If you want to believe things, pick a religion
In science, the test of truth is an experiment. Newton's laws of motion were an excellent theory confirmed by every test up until the orbit of Uranus. The difference between the real orbit of Uranus and the one expected from Newton's laws could be explained by the existence of another planet. This planet - Neptune - was found. When a theory makes predictions that turn out to be true, it is a useful theory. It is tempting to talk of the theory as being true, but that is a lazy simplification so that non-scientists don't stop listening when the sentences become long and complicated.
A few years after the discovery of Neptune, the orbit of Mercury was found not to fit perfectly with the predictions from Newton's Laws. Scientists knew the drill, and started calculating an orbit for Vulcan to explain the differences. Vulcan was never found. At some point, scientists should have accepted the absence of Vulcan proved Newton's laws of motion and his theory of gravity were wrong. Someone with a better knowledge of history and modern hind-sight might be able to put a date on that. In the mean time:
Sound waves are travelling changes in air density/pressure. Ocean waves are travelling changes in water depth/speed. Seismic waves are travelling changes in rock position/velocity. Take away the air/water/rock and the waves cannot travel. Light waves are travelling changes in the electric/magnetic field of erm, err ... luminiferous aether. Take away the aether, and light cannot travel. A vacuum pump cannot suck luminiferous aether out of a bottle. Light waves can travel through the vacuum between galaxies.
Michelson and Morley saw this as an opportunity to discover the grand universal system of co-ordinates. They devised and experiment to measure the velocity of Earth through the aether. They got the answer 0. They waited twelve hours for Earth's spin to get the velocity of their equipment in a different direction, measured again and got 0. Months later, with the Earth's orbit taking the lab in a new direction, the velocity of Earth was zero compared to that of the aether.
At this point scientists could have proudly proclaimed they had _proved_ that the Earth was the centre of the universe, and everything rotated around us. The enormous centrifugal force on distant galaxies was countered by erm, err ... magic. Luckily, hammered in the face by experimental evidence, the theories of luminiferous aether and the grand universal system of co-ordinates were shoved in the dustbin and replaced by special relativity.
Newtons laws of motion are wrong. They make excellent predictions for low velocities, but get worse and worse as velocity increases and are completely useless near the speed of light. Likewise Newton's law of gravity is completely wrong. It gives good results for the gravitational field of a planet that start to go a bit wonky near a star. When you get really strong gravitational fields near a neutron star or black hole, you need general relativity to calculate what happens.
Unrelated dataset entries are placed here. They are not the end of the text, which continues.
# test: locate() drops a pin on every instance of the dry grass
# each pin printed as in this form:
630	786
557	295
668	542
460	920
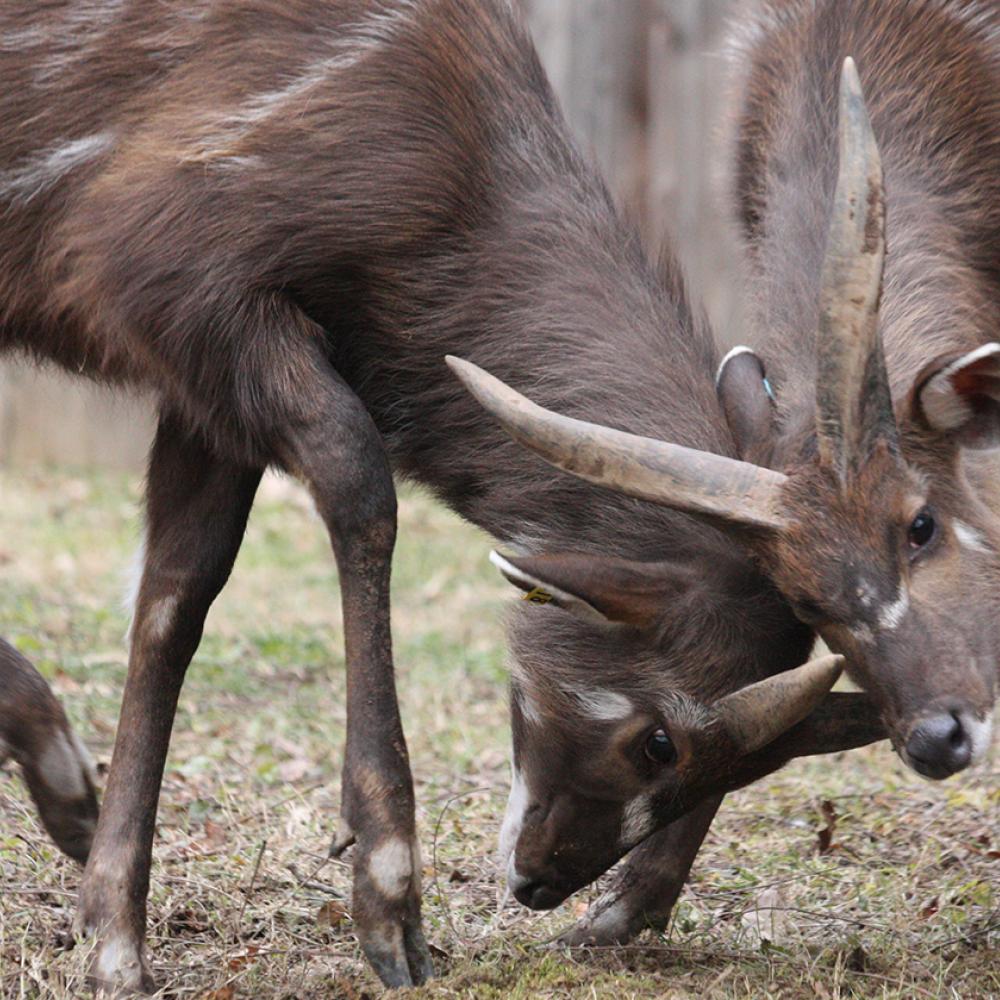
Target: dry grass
244	902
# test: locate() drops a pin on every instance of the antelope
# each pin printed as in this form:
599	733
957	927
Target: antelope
57	768
856	493
277	218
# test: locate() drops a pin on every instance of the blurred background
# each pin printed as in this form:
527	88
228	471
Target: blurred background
642	83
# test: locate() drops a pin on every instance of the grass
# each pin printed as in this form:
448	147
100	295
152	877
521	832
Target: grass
244	902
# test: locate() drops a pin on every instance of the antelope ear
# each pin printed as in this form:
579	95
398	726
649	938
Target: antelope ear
595	587
748	403
960	396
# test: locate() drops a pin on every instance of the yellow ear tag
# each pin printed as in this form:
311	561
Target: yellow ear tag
538	596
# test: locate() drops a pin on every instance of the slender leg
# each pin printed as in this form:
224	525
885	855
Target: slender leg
197	507
647	885
57	768
337	451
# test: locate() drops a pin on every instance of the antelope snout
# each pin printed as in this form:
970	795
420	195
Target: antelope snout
533	893
941	745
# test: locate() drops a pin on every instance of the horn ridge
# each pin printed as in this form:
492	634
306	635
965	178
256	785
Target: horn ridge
853	402
698	482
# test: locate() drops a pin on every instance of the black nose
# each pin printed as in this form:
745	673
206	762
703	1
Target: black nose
940	745
538	896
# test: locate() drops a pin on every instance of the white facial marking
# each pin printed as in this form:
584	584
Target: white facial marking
862	633
61	768
892	615
513	820
735	352
603	705
22	184
160	619
391	867
981	736
970	538
866	593
637	820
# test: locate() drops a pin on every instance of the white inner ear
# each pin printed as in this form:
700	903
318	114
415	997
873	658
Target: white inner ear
561	598
735	352
946	409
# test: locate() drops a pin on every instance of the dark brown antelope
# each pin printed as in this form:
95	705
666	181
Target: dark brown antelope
59	773
278	217
867	524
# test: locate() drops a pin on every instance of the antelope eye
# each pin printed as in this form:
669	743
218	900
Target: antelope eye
922	530
660	747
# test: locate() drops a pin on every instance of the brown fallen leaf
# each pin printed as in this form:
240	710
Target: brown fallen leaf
238	962
331	914
824	835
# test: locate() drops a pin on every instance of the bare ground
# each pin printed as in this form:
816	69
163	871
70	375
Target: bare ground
843	877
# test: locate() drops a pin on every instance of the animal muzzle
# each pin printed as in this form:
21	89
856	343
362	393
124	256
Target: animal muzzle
946	742
536	894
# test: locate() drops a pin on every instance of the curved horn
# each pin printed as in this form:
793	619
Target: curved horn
853	405
695	481
757	715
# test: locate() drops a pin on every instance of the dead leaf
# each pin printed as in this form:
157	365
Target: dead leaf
295	769
214	836
331	914
248	957
824	836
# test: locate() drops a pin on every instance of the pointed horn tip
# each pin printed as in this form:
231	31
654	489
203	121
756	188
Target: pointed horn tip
459	366
826	667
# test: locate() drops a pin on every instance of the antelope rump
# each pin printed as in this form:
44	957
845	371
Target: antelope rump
278	217
861	496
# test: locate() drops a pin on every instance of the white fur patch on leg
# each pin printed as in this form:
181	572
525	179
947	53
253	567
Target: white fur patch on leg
133	581
159	620
118	961
637	820
391	867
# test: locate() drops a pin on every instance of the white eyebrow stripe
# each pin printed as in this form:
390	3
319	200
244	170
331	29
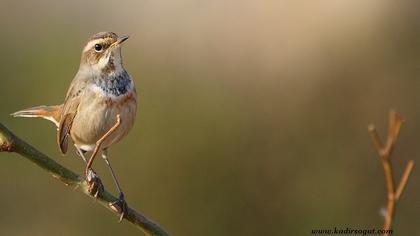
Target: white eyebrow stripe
91	43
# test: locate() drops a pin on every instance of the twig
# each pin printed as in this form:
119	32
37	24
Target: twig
9	142
384	152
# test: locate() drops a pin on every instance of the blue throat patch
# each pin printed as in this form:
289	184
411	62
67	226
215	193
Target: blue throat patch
116	85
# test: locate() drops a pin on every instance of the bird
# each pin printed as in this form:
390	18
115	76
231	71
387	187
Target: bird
99	108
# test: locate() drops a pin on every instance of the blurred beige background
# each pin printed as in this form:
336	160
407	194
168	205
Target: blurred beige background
252	120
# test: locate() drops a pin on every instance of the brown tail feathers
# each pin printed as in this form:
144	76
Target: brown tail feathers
51	113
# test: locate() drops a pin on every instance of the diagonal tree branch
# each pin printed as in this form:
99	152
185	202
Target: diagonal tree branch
11	143
384	152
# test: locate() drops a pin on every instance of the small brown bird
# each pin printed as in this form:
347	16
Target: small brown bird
101	95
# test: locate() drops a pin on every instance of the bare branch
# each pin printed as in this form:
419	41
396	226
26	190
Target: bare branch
384	152
11	143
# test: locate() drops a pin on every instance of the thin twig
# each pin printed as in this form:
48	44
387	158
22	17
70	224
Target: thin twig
9	142
404	179
384	152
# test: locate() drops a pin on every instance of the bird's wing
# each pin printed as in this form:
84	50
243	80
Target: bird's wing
71	103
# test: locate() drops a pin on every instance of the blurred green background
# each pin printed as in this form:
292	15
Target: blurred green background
252	119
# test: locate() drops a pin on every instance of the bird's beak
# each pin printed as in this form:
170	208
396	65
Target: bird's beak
121	39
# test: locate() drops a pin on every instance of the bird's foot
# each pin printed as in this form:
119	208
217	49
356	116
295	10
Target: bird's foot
120	206
95	186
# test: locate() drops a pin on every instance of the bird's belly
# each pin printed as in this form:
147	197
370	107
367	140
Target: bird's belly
97	114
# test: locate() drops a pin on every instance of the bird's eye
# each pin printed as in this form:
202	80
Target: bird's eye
98	47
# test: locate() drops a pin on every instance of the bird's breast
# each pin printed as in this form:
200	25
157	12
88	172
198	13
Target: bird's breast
98	110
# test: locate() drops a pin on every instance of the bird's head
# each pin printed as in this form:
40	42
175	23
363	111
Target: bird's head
102	53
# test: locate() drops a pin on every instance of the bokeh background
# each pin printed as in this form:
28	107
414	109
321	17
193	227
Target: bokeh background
252	119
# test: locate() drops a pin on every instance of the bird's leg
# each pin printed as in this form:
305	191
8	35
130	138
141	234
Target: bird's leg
99	143
91	177
121	203
95	184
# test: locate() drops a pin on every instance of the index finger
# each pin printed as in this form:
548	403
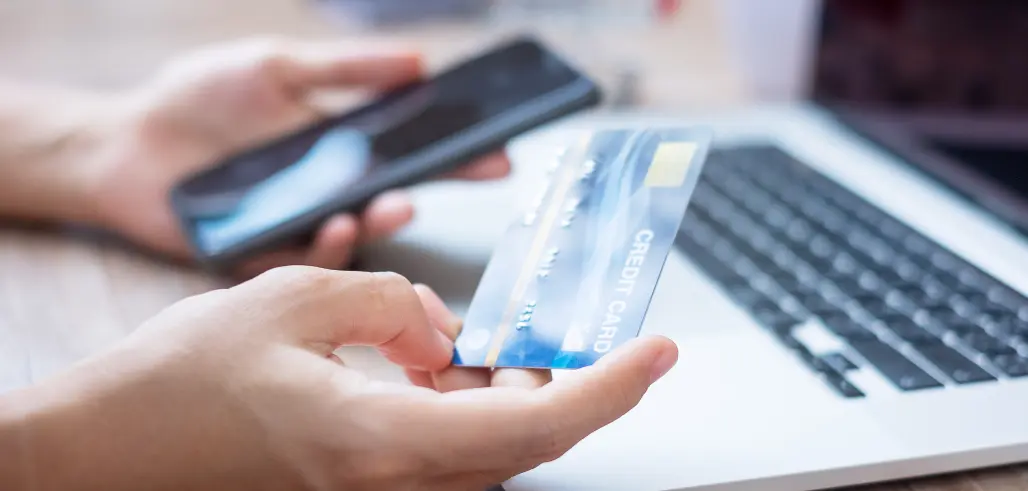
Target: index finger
326	309
528	427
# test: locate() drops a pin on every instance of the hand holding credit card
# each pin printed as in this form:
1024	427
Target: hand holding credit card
573	277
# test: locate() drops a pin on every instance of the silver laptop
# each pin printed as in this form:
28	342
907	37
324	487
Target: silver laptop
848	286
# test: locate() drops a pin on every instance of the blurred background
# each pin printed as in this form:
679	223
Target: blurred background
652	52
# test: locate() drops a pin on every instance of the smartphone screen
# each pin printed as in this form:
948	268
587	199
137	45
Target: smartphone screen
259	190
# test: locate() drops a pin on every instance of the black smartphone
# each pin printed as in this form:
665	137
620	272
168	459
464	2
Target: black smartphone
281	192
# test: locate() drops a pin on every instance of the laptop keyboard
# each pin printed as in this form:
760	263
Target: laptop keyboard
799	252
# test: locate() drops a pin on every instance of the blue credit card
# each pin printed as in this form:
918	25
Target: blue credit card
573	277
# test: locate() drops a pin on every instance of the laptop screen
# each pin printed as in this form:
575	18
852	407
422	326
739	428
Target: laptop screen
953	74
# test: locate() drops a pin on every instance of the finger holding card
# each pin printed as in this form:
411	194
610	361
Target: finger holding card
461	378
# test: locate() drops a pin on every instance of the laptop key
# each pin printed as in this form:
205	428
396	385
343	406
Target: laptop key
912	333
1012	365
954	365
775	319
839	362
980	341
846	328
841	385
902	372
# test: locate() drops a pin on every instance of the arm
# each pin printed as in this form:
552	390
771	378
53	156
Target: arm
47	138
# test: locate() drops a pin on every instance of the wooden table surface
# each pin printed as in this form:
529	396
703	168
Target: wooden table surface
65	297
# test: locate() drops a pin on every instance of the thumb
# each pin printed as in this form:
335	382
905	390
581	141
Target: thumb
546	422
311	65
604	391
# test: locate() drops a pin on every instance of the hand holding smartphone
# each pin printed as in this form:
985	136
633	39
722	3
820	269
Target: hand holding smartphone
280	192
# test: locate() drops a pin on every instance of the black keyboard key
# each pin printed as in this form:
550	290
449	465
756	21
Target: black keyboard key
841	385
1012	365
954	365
923	299
907	270
952	320
902	372
844	327
818	305
747	297
1006	327
912	333
980	341
775	319
839	362
888	276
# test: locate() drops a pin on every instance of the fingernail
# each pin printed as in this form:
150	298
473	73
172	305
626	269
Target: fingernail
451	324
663	364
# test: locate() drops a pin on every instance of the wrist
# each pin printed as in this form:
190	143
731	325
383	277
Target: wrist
52	150
29	419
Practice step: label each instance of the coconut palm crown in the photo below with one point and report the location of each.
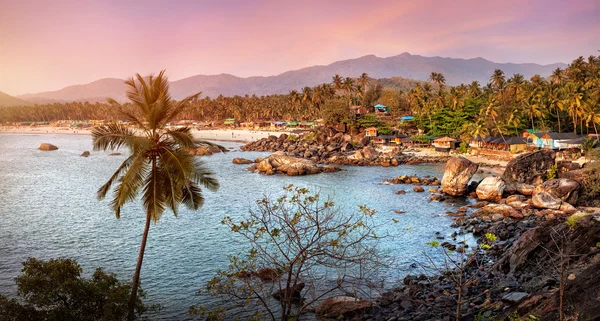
(160, 165)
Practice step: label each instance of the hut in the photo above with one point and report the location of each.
(516, 144)
(381, 109)
(357, 110)
(444, 144)
(371, 132)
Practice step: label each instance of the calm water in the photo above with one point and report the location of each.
(48, 209)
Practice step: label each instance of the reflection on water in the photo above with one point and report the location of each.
(48, 208)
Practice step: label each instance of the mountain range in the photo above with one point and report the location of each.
(456, 71)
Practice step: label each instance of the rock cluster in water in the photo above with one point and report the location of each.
(533, 223)
(330, 146)
(283, 164)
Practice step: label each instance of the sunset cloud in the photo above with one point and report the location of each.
(47, 45)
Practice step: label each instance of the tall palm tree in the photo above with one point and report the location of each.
(160, 165)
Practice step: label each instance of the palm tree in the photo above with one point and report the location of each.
(363, 81)
(160, 165)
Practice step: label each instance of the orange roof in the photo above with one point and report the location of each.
(445, 139)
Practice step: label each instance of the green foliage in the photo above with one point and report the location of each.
(54, 290)
(336, 111)
(369, 120)
(588, 145)
(296, 238)
(463, 148)
(552, 172)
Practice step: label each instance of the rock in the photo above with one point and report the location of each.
(241, 161)
(369, 153)
(563, 188)
(290, 293)
(515, 297)
(459, 171)
(546, 200)
(490, 189)
(553, 193)
(342, 307)
(529, 167)
(46, 146)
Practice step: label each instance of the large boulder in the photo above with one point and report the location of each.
(291, 166)
(459, 171)
(342, 307)
(369, 153)
(529, 168)
(490, 189)
(46, 146)
(556, 194)
(241, 161)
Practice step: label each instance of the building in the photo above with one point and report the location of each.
(445, 144)
(371, 132)
(381, 109)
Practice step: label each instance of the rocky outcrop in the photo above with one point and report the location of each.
(529, 168)
(241, 161)
(291, 166)
(207, 150)
(490, 188)
(329, 146)
(557, 194)
(342, 307)
(47, 146)
(459, 171)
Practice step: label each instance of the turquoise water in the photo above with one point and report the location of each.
(48, 209)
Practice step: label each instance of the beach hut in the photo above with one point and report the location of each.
(381, 109)
(552, 140)
(371, 132)
(444, 144)
(516, 144)
(357, 110)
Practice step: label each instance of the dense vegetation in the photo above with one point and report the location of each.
(55, 290)
(568, 100)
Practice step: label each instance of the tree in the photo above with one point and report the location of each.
(160, 164)
(54, 290)
(336, 111)
(301, 249)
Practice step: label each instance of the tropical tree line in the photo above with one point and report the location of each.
(566, 101)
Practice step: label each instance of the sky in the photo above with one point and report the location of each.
(48, 45)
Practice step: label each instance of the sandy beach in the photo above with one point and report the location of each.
(245, 136)
(236, 135)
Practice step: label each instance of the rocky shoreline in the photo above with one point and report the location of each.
(534, 245)
(328, 146)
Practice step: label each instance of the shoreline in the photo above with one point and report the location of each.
(245, 136)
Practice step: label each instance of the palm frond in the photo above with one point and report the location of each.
(102, 191)
(192, 196)
(130, 183)
(154, 195)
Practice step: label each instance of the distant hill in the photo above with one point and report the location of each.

As I am a scientist, I would love to test climatology with an experiment. All I need is a million copies of Earth, and to be dictator of all of them for a few centuries. I would impose different carbon emission limits on each planet and draw some graphs showing how carbon emissions relate to climate. Anyone willing to provide a grant to fund my experiment?
Without such an experiment, I am happy to reduce carbon emissions as a precaution against the possible effects predicted by simulations. Statements about inevitable doom based on climate _simulations_ wind me up. Luckily, certainty is not required as there are excellent reasons not to be completely dependent on fossil fuels that have nothing to do with the climate. Lets build a few windmills where they are cost effective, put in solar panels where the sun shines and build a pile of nuclear power stations so we do not need to burn mountains of coal, oil and gas bought at enormous expense from countries where we are not entirely popular.
It would be nice if people's attention span could last long enough for 'this theory has not yet been proved wrong'. Until then, I am going to have to put up with 'this theory is true'. It would be great if climatology were a science based on experiments instead of simulation. No-one can afford the experiments. It would be astounding if the UK adopted an energy policy that actually added up but if we cannot have that aren't we lucky that anyone mentioning the problem online can be silenced by the state?